Is There Anybody Not In The Data Center Business?
Remember when the entirety of the data center business was made up of a couple “wholesale providers,” Equinix, and a mass of “colocation” companies that were often comprised of a savvy “entrepreneur” who hosted your server in a garage somewhere with cooling provided by all the household fans that they could plug into a power strip? Certainly, things have ebbed and flowed since then, but in terms of the volume of market participants we must be at an all-time high. Not a day seems to go by without my reading an article referencing some new market entrant. Folks, right now you can’t swing a dead cat without hitting some heretofore unknown or new data center provider.
Let me begin by saying that I certainly don’t view this tsunami of new competitors as a bad thing. Like they say, “It’s a free country.” So if you want to make being a data center provider your thing, go ahead, step up to the plate and take your cuts. I’m not sure if this is an entrepreneurial trend, but I’ll bet you could pick-up more than a few McDonald’s franchises on the cheap right now.
The allure of becoming a member of our fraternity (or sorority depending on your preference for characters of the Greek alphabet) is certainly understandable. The opportunity seems boundless. Think about it. The big cloud provider’s appetite for space appears to be insatiable, everything we build, wear, eat, or drink is going to be trackable and pretty soon we’ll be able to “drive” without having to perform the physical tasks of traffic navigation. That all means data, and — its natural by-product — the need to put it somewhere. Of course, there is also the incentive that the average new data center provider is too modest to admit which, of course is, “I could get bought out by some existing behemoth and spend the rest of my days living life like a guest at a Roman bacchanal.” Life can be a beautiful thing.
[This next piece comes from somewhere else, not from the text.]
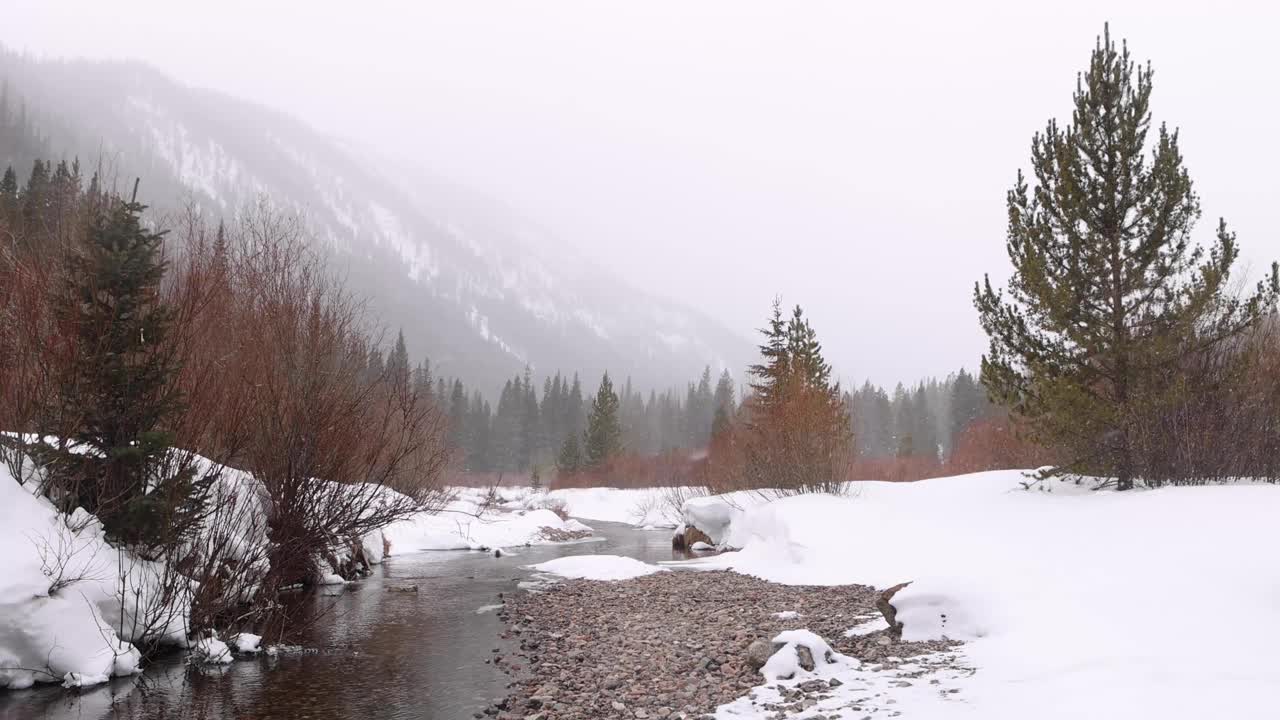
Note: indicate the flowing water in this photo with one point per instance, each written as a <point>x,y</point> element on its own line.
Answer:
<point>376,651</point>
Some may accuse these potential homunculus versions of Digital Realty of being opportunistic. Well duh. Who gets into a business because its growth trajectory is a graphical representation of Newton’s first law of physics? But from a practical perspective, this plethora of new market entrants does make sense. We are in the process, for example, of “creating” new categories of facilities such as edge and micro, so many new guests are bringing something a little different to the party, and start-up capital appears to be in good supply since every new data center is a potential “cloud” facility.
Naturally, many of these infant entrants will have the same level of mortality as sea turtle hatchlings, but it is likely that a few of the survivors will develop capabilities that will be beneficial to a number of their existing counterparts. It’s like my marketing guy says, “You’re only as good as the last idea you steal.” Personally, I view this “everybody into the pool” frenzy as a clear indicator of the strength of the industry in general. Despite the continued spate of dire data center predictions that are offered up with regularity on industry websites and in market reports, the desire for so many firms to continue to offer up their solutions on the altar of the marketplace should be viewed as a response to a changing environment rather than predictor of demise. Although the current growth in providers isn’t a predictor of the “Starbucksization” of the data center, it does portend a legacy of continued growth.